It was as if Sebastian’s words had been deflected from her ears by those radiant beams. She hadn’t heard him at all; her eyes remained fastened upon the stars.

Frustrated that he had been so casually brushed aside, Sebastian shoved himself into her immediate field of vision and said: “Hey, listen, lady. I worked as a security guard two blocks away a couple of months back – and there are a lot of creeps and weirdos around here, okay? What’re you thinking, walking around at four in the morning?”

Reese gave him a hard, level stare (you know, one of those stares, the ones that just about knock you sideways), and when she parted her lips to say “Who are you?” he felt a tremor move through his insides.

“Sebastian,” Sebastian said weakly.

“Sebastian,” she repeated, laughing. (And her laughter was music.) “I love that name. Do you love it?”

“It’s fine."

“I’m Reese,” she said, extending her hand to him. Sebastian grasped it dumbly, his hand bulky between her thin, polished fingers.

“Listen, Sebastian,” she said, retracting her hand. “I don’t want you to think I don’t appreciate your concern – because, truly, I do – but I’m entirely capable of taking care of myself.” And of course, she was right. “Give me a cigarette.”

“What?”

“You’re just going to stand there and smoke, and not offer me one?”

“I’m sorry – you just don’t look the type—“

“I’m not.” She smiled, white and clean.

“Well, okay.”

He gave her a light, and the two stood there, inhaling and exhaling and staring up at the endless night sky and its radiant gems.

-

“Sebastian,” she said, when she’d finished her cigarette. “Let’s run away together.”

“What?”

“Let’s run away together,” she said, laughing that melodious, sarcasm-tinged laugh of hers. “God, do you know how many men I say that to a month?”

Sebastian shook his head no.

“Hundreds, Sebastian!
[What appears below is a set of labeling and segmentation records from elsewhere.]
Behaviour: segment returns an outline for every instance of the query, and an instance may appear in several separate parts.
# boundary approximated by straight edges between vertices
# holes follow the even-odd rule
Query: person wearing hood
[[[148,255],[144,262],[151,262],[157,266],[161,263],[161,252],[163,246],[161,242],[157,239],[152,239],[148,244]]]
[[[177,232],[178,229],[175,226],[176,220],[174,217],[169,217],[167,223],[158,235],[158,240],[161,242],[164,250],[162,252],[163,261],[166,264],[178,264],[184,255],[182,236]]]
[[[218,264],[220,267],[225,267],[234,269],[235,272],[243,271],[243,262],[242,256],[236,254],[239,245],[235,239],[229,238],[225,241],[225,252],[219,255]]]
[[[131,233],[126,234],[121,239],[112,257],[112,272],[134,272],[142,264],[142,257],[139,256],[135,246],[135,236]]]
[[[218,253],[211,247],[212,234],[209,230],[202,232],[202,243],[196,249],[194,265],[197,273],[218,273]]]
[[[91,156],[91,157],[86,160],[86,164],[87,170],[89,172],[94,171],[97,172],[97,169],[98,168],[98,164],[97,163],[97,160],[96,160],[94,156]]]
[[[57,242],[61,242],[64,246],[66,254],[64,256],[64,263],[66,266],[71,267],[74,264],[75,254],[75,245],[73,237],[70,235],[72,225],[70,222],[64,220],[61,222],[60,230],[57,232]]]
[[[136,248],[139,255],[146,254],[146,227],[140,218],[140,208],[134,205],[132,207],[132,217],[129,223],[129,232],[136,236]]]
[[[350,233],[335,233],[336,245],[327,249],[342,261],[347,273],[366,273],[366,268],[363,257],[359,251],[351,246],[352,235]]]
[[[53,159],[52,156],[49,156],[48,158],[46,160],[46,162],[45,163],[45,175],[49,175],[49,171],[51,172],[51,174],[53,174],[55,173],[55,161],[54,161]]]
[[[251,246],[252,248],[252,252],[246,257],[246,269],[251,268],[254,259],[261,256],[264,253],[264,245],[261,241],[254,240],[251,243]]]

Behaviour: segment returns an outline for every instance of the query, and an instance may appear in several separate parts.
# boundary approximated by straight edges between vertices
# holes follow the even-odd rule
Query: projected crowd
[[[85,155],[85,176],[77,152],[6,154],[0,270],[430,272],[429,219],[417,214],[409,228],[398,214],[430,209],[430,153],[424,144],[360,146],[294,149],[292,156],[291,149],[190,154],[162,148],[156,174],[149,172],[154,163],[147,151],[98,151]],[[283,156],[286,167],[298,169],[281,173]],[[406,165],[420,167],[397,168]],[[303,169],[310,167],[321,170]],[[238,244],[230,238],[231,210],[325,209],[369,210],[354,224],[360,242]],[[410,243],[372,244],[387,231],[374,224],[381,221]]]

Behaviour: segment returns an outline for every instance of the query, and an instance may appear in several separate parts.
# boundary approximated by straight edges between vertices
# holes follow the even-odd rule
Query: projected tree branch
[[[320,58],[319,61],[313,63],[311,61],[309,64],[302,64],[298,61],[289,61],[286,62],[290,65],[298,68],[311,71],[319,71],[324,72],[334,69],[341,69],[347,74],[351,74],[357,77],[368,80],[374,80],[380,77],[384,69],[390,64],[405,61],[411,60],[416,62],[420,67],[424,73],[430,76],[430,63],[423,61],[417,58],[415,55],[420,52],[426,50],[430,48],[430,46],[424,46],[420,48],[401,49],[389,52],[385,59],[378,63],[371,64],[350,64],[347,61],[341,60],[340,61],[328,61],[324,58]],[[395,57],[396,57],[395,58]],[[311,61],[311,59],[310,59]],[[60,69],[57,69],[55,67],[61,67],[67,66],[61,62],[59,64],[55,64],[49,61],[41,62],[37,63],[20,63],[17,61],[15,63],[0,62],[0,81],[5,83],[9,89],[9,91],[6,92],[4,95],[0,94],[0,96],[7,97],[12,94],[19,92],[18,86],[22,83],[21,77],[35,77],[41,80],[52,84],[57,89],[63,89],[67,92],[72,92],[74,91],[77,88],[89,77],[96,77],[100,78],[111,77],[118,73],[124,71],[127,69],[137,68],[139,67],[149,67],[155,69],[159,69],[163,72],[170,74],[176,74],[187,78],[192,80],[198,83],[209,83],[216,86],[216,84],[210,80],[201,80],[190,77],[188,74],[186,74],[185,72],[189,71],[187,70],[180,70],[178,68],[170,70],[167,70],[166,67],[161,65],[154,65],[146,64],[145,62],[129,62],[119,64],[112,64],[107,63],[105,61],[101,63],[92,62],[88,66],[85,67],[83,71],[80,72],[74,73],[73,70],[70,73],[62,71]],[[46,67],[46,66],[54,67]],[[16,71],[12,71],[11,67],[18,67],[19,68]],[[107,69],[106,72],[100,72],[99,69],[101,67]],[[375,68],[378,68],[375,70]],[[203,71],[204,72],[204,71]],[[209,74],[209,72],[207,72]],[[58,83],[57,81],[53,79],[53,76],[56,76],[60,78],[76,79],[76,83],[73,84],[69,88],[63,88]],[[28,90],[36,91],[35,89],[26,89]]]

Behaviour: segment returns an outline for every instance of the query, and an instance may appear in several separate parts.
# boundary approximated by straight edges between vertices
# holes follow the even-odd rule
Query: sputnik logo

And they all jump at the chance. Follow me down alleyways, stalk me into restaurants, run circles around me with their fantastic proposals. ‘A house in the countryside, you and the kids.’ Men see something pretty and they want to marry it right away, claim it as theirs. Piss on it -- mark their territory. You’re all dogs, you know that?” When Reese said this, she looked directly into his eyes, and with such fearsome condescension he wanted to throw up.

“I wasn’t going to propose to you,” Sebastian whispered.

“Oh, I know,” said she. “Maybe not right away, but you’d work up to it. A phone-call here, dozen roses there, picnics in the park, walks on the beach, anything to win my heart.”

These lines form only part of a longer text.